Dasgupta therefore suggests the following.

Incomes must be distributed more fairly among the states, because otherwise the huge differences will lead to new wars and refugee flows. In essence, he is proposing a giant supranational budget. (Meanwhile, EU members are also sucking their teeth from the 1 percent payment.) National governments must be forced to comply with common rules. According to him, such an international supervision can only gain democratic authority if the current citizenship rules are abolished; because nation-state elections are not suitable for democratically controlling the institutions that watch over nation-states. According to Dasgupta, the above aspirations have all already appeared in a fairly large system: the European Union. Even if the EU is imperfect now and does not seem to be heading in the direction of strengthening, it still offers the principled examples here to the attention of the whole world.
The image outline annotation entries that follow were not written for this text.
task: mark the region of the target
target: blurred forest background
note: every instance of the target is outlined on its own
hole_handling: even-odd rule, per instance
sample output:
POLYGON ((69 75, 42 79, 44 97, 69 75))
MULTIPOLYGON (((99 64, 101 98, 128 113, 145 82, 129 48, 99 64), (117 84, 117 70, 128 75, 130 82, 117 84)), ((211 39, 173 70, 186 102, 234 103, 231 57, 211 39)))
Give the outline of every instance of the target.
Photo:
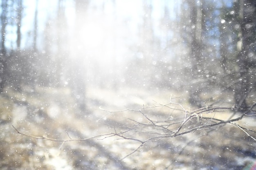
MULTIPOLYGON (((2 147, 7 142, 18 143, 15 132, 8 135, 13 130, 10 124, 27 129, 37 124, 30 132, 61 137, 58 125, 53 125, 61 121, 61 115, 71 119, 76 114, 89 117, 92 108, 108 107, 124 91, 126 97, 132 93, 137 97, 121 104, 126 106, 146 106, 141 100, 158 95, 166 95, 162 99, 168 101, 171 92, 184 95, 180 102, 193 108, 225 106, 256 114, 255 0, 0 3, 2 147), (40 126, 45 115, 51 125, 40 126)), ((67 122, 63 126, 75 128, 67 122)), ((86 135, 95 134, 90 132, 86 135)), ((0 157, 5 158, 8 150, 0 157)), ((2 161, 0 167, 16 169, 7 168, 12 163, 17 169, 30 169, 13 161, 2 161)), ((151 168, 147 169, 157 169, 151 168)))

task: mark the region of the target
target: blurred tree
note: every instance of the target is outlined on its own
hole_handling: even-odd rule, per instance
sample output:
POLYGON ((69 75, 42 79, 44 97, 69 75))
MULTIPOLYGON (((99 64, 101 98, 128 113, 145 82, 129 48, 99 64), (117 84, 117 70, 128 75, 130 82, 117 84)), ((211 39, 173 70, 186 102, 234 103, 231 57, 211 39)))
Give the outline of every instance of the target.
POLYGON ((3 92, 4 87, 5 86, 8 72, 7 71, 7 58, 5 47, 6 28, 7 25, 7 15, 8 11, 7 0, 3 0, 1 2, 1 51, 0 53, 0 92, 3 92))
POLYGON ((17 9, 17 48, 18 50, 20 48, 20 40, 21 34, 20 33, 20 27, 21 26, 21 19, 23 7, 22 6, 22 0, 18 0, 17 1, 18 8, 17 9))
POLYGON ((35 52, 37 52, 37 43, 36 43, 37 40, 37 29, 38 28, 38 20, 37 15, 38 13, 38 0, 36 0, 36 7, 35 9, 35 14, 34 16, 34 34, 33 34, 33 49, 35 52))
POLYGON ((239 13, 240 28, 238 35, 240 42, 238 42, 237 46, 239 51, 237 59, 239 78, 235 88, 234 95, 237 107, 243 110, 248 106, 246 100, 247 96, 253 89, 255 90, 256 2, 237 1, 234 3, 234 9, 239 13))

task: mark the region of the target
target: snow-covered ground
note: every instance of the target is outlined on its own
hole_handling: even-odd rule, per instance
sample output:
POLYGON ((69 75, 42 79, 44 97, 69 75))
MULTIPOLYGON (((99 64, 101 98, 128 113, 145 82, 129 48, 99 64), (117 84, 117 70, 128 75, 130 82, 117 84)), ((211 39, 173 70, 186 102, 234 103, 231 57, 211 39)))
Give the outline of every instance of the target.
MULTIPOLYGON (((9 108, 8 118, 1 116, 6 120, 0 124, 1 169, 239 170, 256 157, 255 141, 232 124, 175 137, 154 138, 139 147, 139 140, 168 132, 157 129, 166 122, 169 125, 166 128, 177 129, 180 124, 176 123, 182 122, 184 116, 181 106, 159 106, 168 103, 171 97, 172 102, 188 110, 193 109, 185 92, 92 87, 87 89, 85 110, 76 108, 67 89, 39 88, 34 93, 16 93, 1 96, 5 102, 1 114, 7 114, 6 108, 9 108), (7 106, 8 102, 11 106, 7 106), (149 120, 157 125, 147 126, 149 120), (136 126, 138 123, 145 126, 136 126), (26 134, 61 139, 127 132, 121 136, 62 144, 18 134, 12 125, 26 134)), ((222 112, 207 116, 225 119, 231 114, 222 112)), ((255 131, 254 117, 238 123, 255 131)), ((197 121, 188 122, 187 128, 197 121)), ((255 137, 255 132, 249 132, 255 137)))

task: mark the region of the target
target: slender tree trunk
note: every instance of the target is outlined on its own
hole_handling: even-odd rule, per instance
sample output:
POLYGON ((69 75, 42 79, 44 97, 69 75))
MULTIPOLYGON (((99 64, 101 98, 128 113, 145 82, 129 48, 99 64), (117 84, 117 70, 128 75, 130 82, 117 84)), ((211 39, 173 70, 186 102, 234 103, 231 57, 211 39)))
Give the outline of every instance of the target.
POLYGON ((21 25, 21 19, 22 18, 22 0, 18 0, 18 15, 17 15, 17 48, 18 50, 20 48, 20 27, 21 25))

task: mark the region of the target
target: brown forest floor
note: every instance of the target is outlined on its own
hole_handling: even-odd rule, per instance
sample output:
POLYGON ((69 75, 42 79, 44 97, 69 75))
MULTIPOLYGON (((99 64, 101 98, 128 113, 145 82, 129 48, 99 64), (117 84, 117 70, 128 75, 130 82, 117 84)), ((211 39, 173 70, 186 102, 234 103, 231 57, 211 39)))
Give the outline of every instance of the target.
MULTIPOLYGON (((18 134, 12 126, 27 134, 69 139, 124 131, 137 121, 149 123, 139 112, 110 113, 103 110, 140 109, 156 122, 182 121, 184 112, 179 105, 169 106, 174 109, 152 107, 169 102, 171 93, 167 89, 88 88, 85 111, 77 109, 67 89, 37 88, 22 93, 7 91, 0 96, 1 170, 242 170, 256 157, 255 141, 232 124, 149 142, 122 160, 137 148, 139 142, 116 136, 102 136, 62 145, 61 142, 18 134)), ((192 110, 186 95, 172 93, 173 102, 192 110)), ((232 114, 221 112, 203 116, 225 120, 232 114)), ((250 117, 238 123, 255 131, 255 119, 250 117)), ((197 121, 188 125, 193 126, 198 123, 197 121)), ((174 124, 172 130, 178 127, 174 124)), ((136 127, 124 135, 145 140, 164 132, 150 126, 145 127, 136 127)), ((250 134, 255 137, 255 133, 250 134)))

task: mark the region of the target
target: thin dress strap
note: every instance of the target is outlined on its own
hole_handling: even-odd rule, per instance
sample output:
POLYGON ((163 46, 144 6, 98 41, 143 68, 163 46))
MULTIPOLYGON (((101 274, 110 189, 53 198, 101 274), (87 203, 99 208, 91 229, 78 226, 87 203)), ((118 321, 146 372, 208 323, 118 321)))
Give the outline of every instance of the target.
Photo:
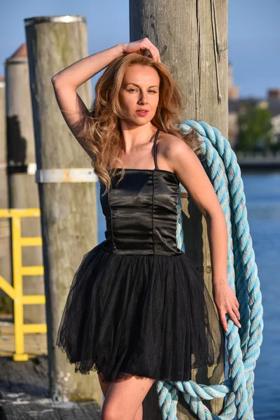
POLYGON ((158 133, 160 132, 160 129, 158 129, 157 132, 155 133, 155 139, 154 139, 154 150, 153 150, 153 158, 155 160, 155 169, 158 169, 158 163, 157 163, 157 139, 158 136, 158 133))

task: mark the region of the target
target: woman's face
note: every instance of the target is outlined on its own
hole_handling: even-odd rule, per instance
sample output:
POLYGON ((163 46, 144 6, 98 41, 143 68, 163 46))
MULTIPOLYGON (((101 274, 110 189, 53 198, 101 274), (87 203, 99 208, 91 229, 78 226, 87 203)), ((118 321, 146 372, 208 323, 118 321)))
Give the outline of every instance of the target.
POLYGON ((160 81, 153 67, 140 64, 127 67, 119 93, 125 115, 122 121, 132 125, 144 125, 153 120, 159 101, 160 81))

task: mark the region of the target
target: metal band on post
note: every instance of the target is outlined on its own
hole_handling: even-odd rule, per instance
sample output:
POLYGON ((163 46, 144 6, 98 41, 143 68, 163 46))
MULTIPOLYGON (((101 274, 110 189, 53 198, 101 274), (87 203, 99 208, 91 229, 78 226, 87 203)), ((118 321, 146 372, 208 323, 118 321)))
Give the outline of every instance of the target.
POLYGON ((35 180, 37 183, 97 182, 98 178, 91 168, 52 168, 37 169, 35 180))

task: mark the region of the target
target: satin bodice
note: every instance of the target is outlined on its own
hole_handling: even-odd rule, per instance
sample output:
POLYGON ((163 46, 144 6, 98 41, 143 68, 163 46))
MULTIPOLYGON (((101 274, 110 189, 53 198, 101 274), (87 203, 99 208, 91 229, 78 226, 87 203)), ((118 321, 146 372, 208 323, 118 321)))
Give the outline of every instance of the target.
MULTIPOLYGON (((158 132, 157 132, 157 134, 158 132)), ((156 148, 156 137, 155 146, 156 148)), ((174 255, 183 253, 176 244, 179 181, 171 171, 126 169, 112 178, 100 202, 106 218, 105 251, 117 254, 174 255)))

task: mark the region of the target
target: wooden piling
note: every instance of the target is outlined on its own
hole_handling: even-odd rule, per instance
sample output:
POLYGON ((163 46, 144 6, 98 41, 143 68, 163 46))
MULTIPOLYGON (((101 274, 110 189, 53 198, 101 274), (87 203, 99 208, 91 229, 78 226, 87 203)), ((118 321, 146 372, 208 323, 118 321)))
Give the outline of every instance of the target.
MULTIPOLYGON (((25 43, 5 61, 7 109, 8 206, 11 209, 36 208, 39 206, 35 182, 35 147, 32 110, 25 43)), ((41 237, 38 218, 24 218, 22 234, 41 237)), ((42 265, 41 246, 23 246, 22 265, 42 265)), ((24 295, 44 295, 42 275, 24 276, 24 295)), ((46 323, 43 304, 25 304, 24 323, 46 323)))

On the other hand, we can say from the inside that the main problem is that the election of European leaders has nothing to do with popular representation. Therefore, if the leaders do not comply with the democratic mandate and cause mass dissatisfaction, then there is no consequence - and especially at the head of our Union. (As we saw this most recently in connection with the corruption charges against Stella Kyriakídis, the EU Health Commissioner, who also signed the vaccine contracts.) If you are not satisfied with them, you can be replaced - by the people: this is what the people of Great Britain decided in Brexit. While the politicians at the head of the member states are directly dependent on the people who elect them, the leaders of the empire have only to answer to their overseas retainers.

At least this is what the well-known idyllic picture of the kiss between Jean-Claude Junker and American financier György Soros suggests.